A Case Study On: Profitability vs. Growth

We are at a unique point in time that clearly demonstrates a universal investment fallacy where growth in Gross Domestic Product (GDP) will somehow translate to positive stock market returns. The performance of the Chinese stock market clearly exposes how simplistic this assumption is in reality.

Common folk lore, constantly regurgitated by the media, would have us believe that GDP growth is almost essential to stock market returns. We might never have a clearer example to clarify that the stock market does not measure growth in the economy by growth in profits.

The Chinese economy has grown 240% in the last 5 years, from $3.5 trillion dollars to $8.5 trillion dollars. There are few examples in human history to compare to this phenomenon of advancement. However, the stock market (here we use the Shanghai Composite Index) is down 68%.

We have to go back 14 years to 1999 before we can calculate a positive investment return. In that time frame the Chinese economy has increased in size 670%.

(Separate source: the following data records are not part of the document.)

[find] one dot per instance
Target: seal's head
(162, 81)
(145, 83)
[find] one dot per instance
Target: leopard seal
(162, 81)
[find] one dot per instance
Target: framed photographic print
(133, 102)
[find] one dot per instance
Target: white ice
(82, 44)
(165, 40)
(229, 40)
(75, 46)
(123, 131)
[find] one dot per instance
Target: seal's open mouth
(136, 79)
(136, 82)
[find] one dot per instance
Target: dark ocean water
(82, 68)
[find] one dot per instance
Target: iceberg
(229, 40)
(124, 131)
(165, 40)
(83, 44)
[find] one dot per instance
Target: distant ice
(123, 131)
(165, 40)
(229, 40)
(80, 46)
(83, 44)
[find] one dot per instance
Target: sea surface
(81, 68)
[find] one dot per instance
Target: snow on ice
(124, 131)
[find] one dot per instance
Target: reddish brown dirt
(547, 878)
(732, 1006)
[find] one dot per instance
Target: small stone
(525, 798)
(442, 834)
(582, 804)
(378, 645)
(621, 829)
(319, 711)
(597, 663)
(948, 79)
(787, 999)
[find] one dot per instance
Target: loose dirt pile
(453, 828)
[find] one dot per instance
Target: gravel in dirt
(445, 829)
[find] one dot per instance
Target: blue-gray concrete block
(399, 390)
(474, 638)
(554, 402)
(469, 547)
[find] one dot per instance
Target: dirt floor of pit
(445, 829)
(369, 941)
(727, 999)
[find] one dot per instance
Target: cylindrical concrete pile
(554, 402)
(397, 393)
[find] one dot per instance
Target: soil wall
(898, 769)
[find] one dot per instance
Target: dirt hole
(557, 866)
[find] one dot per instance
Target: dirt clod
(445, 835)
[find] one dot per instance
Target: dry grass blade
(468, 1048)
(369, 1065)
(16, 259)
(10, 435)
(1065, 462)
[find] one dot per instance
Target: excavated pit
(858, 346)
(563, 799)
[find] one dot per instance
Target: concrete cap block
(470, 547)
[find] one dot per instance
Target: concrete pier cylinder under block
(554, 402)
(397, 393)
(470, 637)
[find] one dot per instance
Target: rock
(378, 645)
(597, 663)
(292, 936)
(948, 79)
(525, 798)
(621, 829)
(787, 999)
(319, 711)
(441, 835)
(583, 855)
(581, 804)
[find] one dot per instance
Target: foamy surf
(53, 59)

An explanation for this unique phenomenon is that the Chinese economy grew but profitability did not emerge as fast as anticipated by investors.

The core of our investment strategy at Avenue is focusing on the profitability of our investments. The reason we care so much about profits is because that is what drives stock prices. All our investments have to be profitable businesses or assets. We have to make sure we don’t pay too much for them. But if the profits grow, that is even better.